As for her inspirations, Sampson said she tried to "preserve the element of healing," associated with Morgan's original named appearance in Geoffrey of Monmouth's Historia Regum Britanniae, and was least interested in the Holy Grail story in the later medieval evolution of the legend. Developing the relationship between Morgan and her sisters Margawse and Elaine, Sampson was influenced by Robert Graves and the triple goddesses of the Celtic mythology. She also credited Lucy Paton's Studies in the Fairy Mythology of Arthurian Romance as her most useful source for additional research.

Sampson said she was not "interested in the kind of feminist writing that just reverses roles, seeing Morgan as good and Arthur as bad. (...) The choice to tell it from Morgan's point of view is in itself quite a feminist approach, but there are so many schools within feminism that I would rather leave it to other people to label it as they wish than try to choose a label myself. I certainly hope it would be of interest to feminists, but whether they would agree with my treatment, I'm not sure."

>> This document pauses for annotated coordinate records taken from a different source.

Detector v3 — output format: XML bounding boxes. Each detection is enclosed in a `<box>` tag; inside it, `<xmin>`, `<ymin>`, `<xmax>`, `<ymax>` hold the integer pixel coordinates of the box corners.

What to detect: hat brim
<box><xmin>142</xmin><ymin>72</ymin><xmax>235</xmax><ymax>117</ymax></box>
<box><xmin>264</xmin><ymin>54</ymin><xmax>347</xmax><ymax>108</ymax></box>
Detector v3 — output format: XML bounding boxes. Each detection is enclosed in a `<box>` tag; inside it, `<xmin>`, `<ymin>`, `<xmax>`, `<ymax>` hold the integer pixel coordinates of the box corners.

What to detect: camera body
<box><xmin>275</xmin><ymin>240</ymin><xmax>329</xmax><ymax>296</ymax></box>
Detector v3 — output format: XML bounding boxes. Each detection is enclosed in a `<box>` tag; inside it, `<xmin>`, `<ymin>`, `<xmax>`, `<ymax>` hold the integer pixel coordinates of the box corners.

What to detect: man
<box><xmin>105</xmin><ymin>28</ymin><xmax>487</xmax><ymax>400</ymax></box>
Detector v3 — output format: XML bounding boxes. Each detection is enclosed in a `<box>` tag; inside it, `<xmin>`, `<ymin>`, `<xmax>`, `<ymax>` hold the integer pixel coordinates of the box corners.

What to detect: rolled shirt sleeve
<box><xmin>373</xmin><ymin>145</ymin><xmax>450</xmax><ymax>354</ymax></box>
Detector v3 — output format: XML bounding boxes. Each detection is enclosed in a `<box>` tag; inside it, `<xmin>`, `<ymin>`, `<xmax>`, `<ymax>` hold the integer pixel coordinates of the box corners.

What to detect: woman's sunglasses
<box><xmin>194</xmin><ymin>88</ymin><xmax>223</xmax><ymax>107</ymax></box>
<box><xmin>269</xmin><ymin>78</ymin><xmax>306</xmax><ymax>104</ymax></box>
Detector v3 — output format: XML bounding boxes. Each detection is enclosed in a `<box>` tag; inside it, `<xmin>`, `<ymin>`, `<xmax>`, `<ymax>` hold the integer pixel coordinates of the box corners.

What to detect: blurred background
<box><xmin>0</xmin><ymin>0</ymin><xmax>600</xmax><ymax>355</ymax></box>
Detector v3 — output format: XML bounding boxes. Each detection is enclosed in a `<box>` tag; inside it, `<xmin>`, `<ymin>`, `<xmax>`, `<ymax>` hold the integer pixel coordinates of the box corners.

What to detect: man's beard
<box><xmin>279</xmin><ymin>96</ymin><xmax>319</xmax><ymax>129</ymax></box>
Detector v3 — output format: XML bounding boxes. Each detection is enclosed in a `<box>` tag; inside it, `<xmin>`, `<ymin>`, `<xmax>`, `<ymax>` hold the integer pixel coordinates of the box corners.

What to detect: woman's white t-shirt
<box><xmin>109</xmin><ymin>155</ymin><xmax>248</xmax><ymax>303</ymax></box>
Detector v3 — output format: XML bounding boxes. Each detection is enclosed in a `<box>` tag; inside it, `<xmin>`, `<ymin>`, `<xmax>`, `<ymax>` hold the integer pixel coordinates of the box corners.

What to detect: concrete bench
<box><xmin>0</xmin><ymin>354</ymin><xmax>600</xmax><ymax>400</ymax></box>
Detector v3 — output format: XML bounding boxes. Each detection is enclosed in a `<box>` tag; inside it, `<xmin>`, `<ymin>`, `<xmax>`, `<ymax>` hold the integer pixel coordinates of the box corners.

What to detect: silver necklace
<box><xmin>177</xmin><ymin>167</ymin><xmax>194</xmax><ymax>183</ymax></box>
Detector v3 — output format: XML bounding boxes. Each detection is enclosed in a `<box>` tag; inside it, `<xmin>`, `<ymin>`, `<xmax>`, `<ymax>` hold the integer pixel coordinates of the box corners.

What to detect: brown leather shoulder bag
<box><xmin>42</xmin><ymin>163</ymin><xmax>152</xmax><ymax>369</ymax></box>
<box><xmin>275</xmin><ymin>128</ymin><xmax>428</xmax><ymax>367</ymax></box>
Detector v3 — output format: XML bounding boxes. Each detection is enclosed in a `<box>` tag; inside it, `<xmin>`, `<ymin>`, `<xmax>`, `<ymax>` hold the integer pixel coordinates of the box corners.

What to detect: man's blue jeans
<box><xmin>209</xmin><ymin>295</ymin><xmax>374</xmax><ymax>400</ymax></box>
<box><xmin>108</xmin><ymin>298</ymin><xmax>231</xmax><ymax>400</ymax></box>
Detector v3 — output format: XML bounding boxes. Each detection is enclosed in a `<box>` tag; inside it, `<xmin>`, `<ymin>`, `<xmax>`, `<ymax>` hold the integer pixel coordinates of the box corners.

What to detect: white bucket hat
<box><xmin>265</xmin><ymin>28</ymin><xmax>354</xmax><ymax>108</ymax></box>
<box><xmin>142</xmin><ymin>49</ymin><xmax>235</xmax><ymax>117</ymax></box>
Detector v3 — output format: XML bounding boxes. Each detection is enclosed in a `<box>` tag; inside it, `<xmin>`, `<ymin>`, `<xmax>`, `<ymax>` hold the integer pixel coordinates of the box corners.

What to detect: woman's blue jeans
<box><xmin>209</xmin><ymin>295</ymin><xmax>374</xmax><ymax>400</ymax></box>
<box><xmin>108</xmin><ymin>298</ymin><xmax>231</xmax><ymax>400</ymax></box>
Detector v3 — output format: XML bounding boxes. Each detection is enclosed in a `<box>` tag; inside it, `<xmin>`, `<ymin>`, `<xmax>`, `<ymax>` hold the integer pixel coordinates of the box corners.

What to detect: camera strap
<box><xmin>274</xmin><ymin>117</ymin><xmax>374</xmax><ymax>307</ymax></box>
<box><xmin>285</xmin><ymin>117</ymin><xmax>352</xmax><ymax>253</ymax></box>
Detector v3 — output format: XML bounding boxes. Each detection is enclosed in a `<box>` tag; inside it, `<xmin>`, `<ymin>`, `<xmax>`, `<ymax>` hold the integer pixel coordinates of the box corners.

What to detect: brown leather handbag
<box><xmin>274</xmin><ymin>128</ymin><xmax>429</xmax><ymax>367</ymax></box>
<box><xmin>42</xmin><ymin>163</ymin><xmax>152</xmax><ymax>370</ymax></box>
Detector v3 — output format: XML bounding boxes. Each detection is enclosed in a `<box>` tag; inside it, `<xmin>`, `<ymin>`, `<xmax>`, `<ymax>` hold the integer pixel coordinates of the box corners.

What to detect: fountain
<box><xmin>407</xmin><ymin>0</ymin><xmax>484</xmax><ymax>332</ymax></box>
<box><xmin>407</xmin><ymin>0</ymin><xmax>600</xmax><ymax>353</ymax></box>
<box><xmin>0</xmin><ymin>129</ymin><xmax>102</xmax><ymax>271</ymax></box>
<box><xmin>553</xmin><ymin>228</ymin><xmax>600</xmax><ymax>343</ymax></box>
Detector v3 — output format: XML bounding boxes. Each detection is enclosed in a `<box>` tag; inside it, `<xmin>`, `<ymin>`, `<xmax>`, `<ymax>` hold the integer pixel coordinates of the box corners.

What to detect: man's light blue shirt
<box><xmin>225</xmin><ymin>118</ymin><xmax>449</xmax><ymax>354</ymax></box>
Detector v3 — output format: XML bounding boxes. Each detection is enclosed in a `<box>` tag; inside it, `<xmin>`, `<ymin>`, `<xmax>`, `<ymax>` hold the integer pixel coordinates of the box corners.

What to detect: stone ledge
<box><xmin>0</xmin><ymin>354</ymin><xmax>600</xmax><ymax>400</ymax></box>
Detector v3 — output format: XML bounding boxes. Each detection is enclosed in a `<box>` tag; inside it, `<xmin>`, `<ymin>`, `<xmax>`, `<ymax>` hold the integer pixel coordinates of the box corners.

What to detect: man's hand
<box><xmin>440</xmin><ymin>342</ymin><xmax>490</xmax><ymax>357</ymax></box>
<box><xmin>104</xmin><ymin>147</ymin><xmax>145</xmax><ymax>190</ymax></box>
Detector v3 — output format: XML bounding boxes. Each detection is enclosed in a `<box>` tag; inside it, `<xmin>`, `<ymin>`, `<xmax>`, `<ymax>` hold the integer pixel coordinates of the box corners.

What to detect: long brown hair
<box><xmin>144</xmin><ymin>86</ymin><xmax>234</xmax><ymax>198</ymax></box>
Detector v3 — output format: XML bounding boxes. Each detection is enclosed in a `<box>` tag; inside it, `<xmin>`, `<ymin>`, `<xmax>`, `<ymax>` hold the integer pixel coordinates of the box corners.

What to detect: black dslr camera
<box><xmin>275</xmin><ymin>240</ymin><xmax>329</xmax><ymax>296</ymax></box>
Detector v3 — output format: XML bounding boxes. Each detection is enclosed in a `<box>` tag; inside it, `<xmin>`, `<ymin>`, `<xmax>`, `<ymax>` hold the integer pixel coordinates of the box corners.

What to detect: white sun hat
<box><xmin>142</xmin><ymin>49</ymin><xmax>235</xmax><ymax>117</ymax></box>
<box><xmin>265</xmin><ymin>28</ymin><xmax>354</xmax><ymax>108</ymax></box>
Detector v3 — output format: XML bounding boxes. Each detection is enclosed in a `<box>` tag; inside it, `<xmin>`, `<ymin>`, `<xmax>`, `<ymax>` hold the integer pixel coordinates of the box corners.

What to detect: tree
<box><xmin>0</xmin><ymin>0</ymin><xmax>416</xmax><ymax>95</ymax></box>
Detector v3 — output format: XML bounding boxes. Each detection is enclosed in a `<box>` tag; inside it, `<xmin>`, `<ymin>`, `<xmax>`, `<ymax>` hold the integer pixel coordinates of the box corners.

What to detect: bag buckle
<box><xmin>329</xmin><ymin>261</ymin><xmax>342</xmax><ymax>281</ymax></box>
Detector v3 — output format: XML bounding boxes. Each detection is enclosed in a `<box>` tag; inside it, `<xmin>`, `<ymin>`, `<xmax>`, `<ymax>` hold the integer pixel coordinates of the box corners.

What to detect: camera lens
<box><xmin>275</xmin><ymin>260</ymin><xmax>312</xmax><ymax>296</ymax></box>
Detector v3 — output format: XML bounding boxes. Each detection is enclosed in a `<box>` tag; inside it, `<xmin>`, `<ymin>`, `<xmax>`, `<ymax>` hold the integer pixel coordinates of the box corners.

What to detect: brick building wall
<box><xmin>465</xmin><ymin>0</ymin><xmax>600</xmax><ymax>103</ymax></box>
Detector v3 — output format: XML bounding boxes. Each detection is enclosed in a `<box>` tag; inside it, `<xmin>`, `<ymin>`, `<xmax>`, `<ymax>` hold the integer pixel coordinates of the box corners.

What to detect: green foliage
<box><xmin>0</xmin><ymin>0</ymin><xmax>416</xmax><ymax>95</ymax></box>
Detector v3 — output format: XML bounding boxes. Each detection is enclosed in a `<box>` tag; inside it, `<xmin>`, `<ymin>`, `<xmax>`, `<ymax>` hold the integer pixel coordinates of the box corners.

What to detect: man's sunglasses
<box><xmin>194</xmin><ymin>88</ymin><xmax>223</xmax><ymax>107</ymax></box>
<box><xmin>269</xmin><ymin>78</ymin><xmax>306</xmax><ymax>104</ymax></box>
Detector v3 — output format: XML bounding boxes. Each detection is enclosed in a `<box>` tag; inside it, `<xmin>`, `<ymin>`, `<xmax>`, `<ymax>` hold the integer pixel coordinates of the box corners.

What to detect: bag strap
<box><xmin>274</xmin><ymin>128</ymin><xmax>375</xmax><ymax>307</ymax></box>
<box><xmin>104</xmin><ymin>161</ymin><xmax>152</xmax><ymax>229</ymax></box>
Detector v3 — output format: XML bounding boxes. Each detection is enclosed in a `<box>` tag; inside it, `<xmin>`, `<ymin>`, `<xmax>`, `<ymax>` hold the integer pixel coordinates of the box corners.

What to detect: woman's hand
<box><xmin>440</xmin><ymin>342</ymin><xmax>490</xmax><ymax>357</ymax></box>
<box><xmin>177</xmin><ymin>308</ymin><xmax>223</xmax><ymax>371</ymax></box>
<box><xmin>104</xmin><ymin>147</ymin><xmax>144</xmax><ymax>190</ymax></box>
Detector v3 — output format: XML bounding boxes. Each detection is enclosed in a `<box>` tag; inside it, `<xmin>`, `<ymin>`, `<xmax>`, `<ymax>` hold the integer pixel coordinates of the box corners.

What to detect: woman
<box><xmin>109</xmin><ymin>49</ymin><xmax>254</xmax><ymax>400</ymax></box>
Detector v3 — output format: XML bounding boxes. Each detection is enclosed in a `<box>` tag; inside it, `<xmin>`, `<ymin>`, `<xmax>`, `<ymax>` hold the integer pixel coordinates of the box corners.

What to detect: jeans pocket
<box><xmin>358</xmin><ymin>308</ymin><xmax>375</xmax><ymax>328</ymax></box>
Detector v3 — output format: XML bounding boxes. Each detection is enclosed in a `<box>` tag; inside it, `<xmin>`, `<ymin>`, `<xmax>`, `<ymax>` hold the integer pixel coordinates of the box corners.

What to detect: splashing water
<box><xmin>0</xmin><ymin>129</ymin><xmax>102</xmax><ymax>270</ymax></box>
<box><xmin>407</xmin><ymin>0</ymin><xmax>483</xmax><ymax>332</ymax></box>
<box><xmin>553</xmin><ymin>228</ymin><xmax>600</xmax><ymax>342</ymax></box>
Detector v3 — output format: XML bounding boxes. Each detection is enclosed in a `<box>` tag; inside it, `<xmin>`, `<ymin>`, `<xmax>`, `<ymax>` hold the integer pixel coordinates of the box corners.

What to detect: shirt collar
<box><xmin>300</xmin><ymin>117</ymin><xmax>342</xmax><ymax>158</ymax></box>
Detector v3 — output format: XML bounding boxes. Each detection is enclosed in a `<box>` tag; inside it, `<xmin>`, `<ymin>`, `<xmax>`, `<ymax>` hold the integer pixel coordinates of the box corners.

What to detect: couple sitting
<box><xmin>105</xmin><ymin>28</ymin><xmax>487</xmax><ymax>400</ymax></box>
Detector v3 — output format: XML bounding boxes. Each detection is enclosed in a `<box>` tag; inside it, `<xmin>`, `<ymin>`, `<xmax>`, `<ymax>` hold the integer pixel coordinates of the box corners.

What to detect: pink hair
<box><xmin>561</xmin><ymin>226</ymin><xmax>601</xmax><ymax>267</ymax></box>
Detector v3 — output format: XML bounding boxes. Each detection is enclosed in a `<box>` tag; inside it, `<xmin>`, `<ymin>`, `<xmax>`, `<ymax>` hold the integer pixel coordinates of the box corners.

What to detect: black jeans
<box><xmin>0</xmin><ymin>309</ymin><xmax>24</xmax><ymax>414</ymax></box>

Her agent proposed to include more scenes of sex and violence after the first book, Wise Woman's Telling, and she did increase the amount of sexual content but expanded on the elements of magic and religion rather than violence. The Blacksmith's Telling was the series' hardest book for her to write.

== Reception ==
Daughter of Tintagel has been well received. G.M. Magazine praised the first book, Wise Woman’s Telling, for "inject[ing] new life" into the Arthurian legend, adding that "the undercurrent of paganism has a grim and messy conviction about it, and likewise the Dark Age brutality;" by the time of the fourth book, Taliesin's Telling, G.M. has been "recommending it as ever." The Birmingham Science Fiction Group called Black Smith's Tale an "excellently written novel" but opined that it was too historically grounded to be recommended for science fiction fans. According to the 1997 Encyclopedia of Fantasy by John Grant and John Clute, the series has been Fay Simpsons's most notable achievement in adult fiction by this point; they also suggested Herself as "further reading" in the entry for Morgan Le Fay for its meta discussion of relevant literature and the transformation of the character. Grant, in his 2002 guest review in Interzone, described the series as "outstandingly different in both style and mood" than most other Arthurian stories, "well out on its own limb (and excitingly so)."

According to Professor Raymond H. Thompson, what emerges from the books "is a complex personality [of Morgan], but one that continues to fascinate, as she has done down through the ages." In 2015, Cindy Mediavilla in Arthuriana chose it as one of the few examples of literary depiction of Morgan le Fay where she "progressed from a one-dimensional evil-doer in early classic children's stories to a fully-realized heroine", alongside Bradley's The Mists of Avalon and Nancy Springer's I Am Morgan le Fay. Also writing in Arthuriana, Professor Jacqueline Jenkins included Fay Sampson among the "undeniably influential participants in the retellings of the Arthurian legends with broad audience appeal." Sampson was furthermore one of four novelists whose Arthurian works were primarily analyzed in the 2001 book Rewriting the Women of Camelot: Arthurian Popular Fiction and Feminism by Professor Ann F. Howey (the others being Bradley, Mary Stewart, and Gillian Bradshaw).